The President’s 2013 Budget includes nearly $1.8 billion for nanotechnology research and development, a 4% increase over 2012, a cumulative investment of $18 billion since its inception in 2001. In its second decade, the NNI agencies are focusing on building and sustaining infrastructure through support for research facilities, acquiring the instruments to do the work of nanotechnology, and strategic investments to improve our ability to manufacture materials at the nanoscale and to manufacture products containing nanomaterials. Some budget highlights include:
· While fundamental research (PCA 1) remains the largest single NNI investment category ($498 million in the 2013 budget), the more applied research in nanodevices and systems (PCA 3) and in the nanomanufacturing (PCA 5) now total over $500 million combined, as some areas mature and applications develop.
· NNI investments in instrumentation research, metrology, and standards (PCA 4) and in major research facilities and instrumentation acquisition (PCA 6) are sustained at about $70 million and $180 million, respectively, during 2011-2013.
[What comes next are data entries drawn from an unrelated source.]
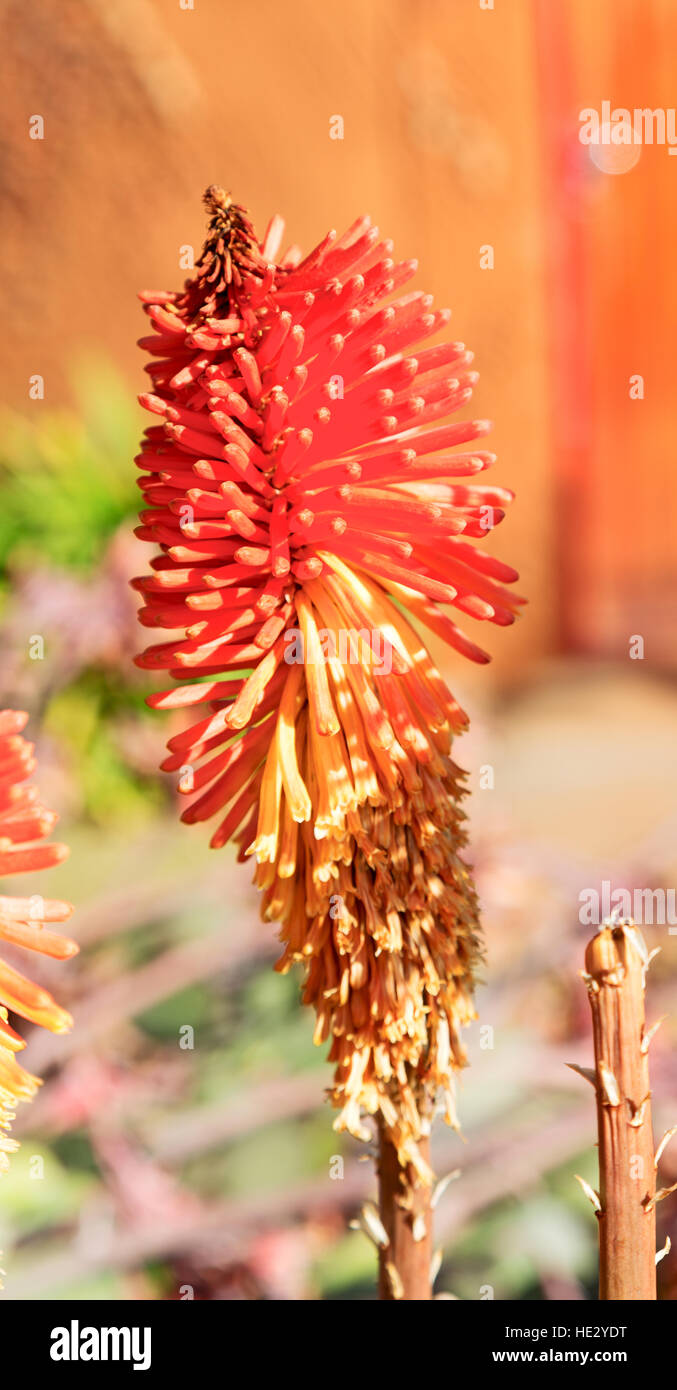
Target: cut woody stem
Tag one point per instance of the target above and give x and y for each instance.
(616, 963)
(406, 1216)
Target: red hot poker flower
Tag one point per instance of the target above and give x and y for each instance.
(312, 506)
(24, 823)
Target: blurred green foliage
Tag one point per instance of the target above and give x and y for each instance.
(67, 476)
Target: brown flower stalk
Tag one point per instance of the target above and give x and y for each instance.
(616, 963)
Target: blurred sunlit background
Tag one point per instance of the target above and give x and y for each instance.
(168, 1171)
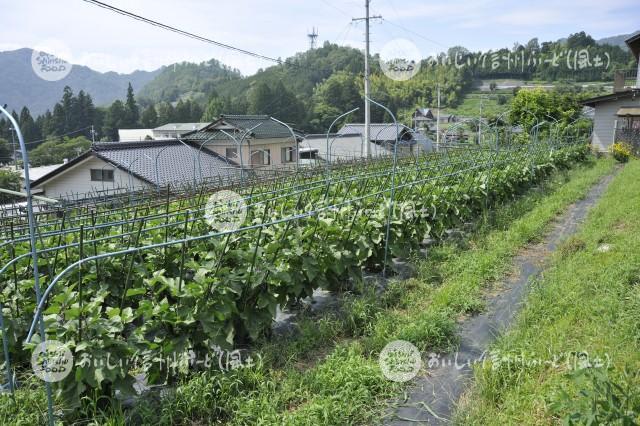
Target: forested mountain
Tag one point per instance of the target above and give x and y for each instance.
(617, 40)
(307, 90)
(187, 81)
(20, 86)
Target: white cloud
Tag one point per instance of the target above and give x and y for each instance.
(107, 41)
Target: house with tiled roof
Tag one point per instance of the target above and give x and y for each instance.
(616, 116)
(113, 167)
(253, 141)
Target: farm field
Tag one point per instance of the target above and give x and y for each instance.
(194, 288)
(586, 303)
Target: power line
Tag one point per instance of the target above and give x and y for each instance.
(413, 32)
(181, 32)
(57, 136)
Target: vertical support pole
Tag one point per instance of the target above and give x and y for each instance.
(34, 250)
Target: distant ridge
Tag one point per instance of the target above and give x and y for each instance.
(617, 40)
(20, 86)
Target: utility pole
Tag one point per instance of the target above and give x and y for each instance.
(480, 122)
(438, 122)
(13, 145)
(313, 35)
(367, 105)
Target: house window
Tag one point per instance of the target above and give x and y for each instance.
(261, 157)
(231, 153)
(287, 154)
(100, 175)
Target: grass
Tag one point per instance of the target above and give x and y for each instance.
(588, 301)
(327, 373)
(470, 106)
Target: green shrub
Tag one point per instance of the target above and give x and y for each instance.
(621, 151)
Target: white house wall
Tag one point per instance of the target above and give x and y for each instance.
(604, 121)
(273, 145)
(76, 181)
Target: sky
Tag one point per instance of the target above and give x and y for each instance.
(85, 34)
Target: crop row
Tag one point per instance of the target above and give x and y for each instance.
(161, 284)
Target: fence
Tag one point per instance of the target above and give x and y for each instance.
(144, 274)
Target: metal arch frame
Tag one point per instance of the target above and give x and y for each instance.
(393, 184)
(385, 190)
(195, 182)
(328, 152)
(200, 161)
(156, 162)
(294, 217)
(295, 140)
(34, 256)
(330, 155)
(495, 126)
(556, 123)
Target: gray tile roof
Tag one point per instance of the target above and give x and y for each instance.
(177, 162)
(346, 146)
(379, 132)
(267, 128)
(181, 127)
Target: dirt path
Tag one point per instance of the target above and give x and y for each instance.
(433, 398)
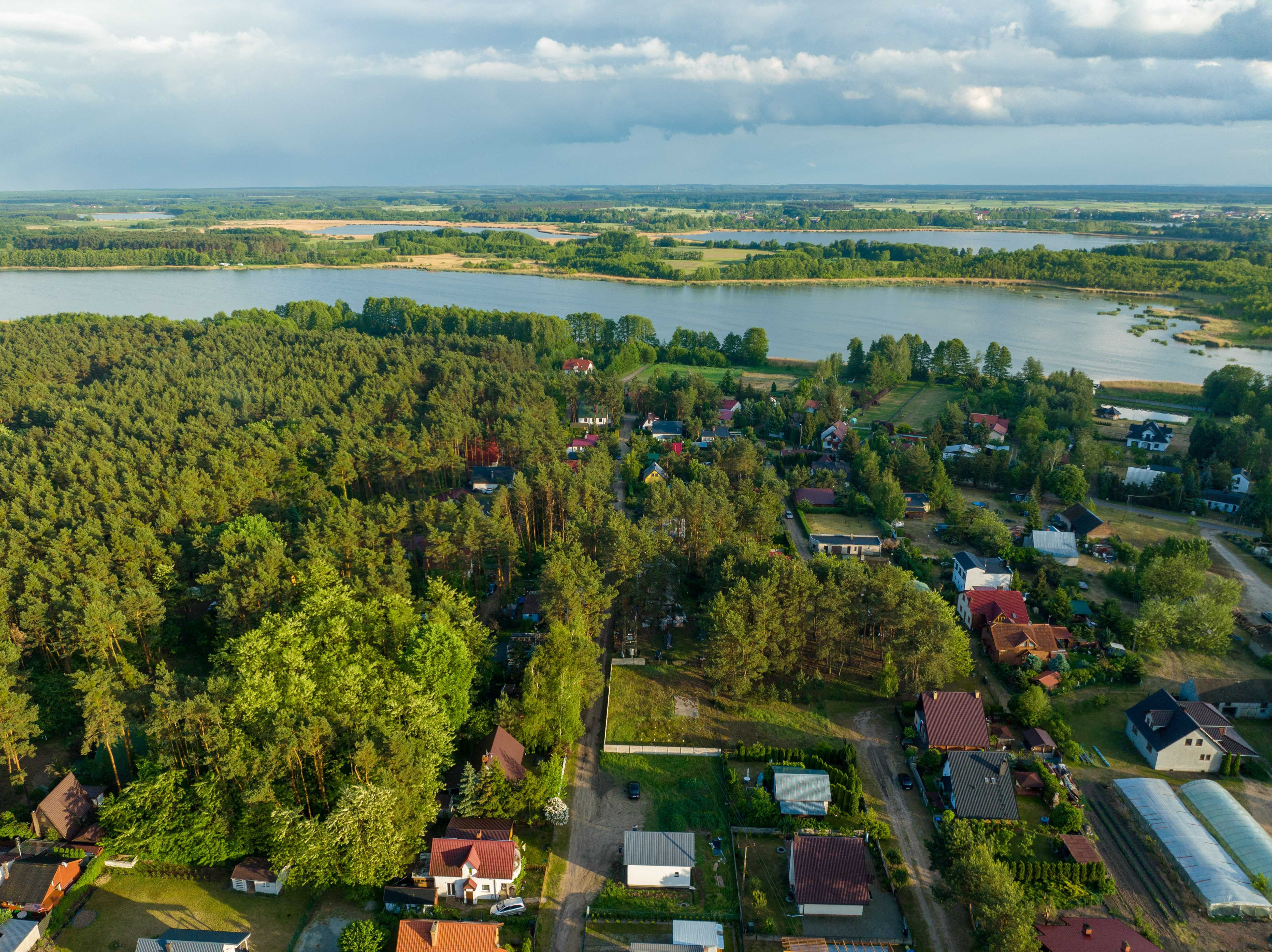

· Consistent with the President’s Strategy for American Innovation and the recommendations by the President’s Council of Advisors on Science and Technology (PCAST) in its 2012 review of the NNI, the Nanotechnology Signature Initiatives (NSIs) aim to catalyze breakthroughs and harness the science and technology to address critical challenges of the 21st century. The President’s 2013 Budget includes over $300 million in funding for the three NSIs that were introduced in the 2011 Budget: $112 million for Nanotechnology for Solar Energy Collection and Conversion; $84 million for Sustainable Nanomanufacturing; and $110 million for Nanoelectronics for 2020 and Beyond. This represents a 24% increase in NSI investment compared to 2011 actual spending.
These critical investment categories put nanotechnology at the forefront of the materials and manufacturing economies that will contribute to growth and prosperity in America, and represent the progress toward commercialization that the NNI has enabled over the last decade.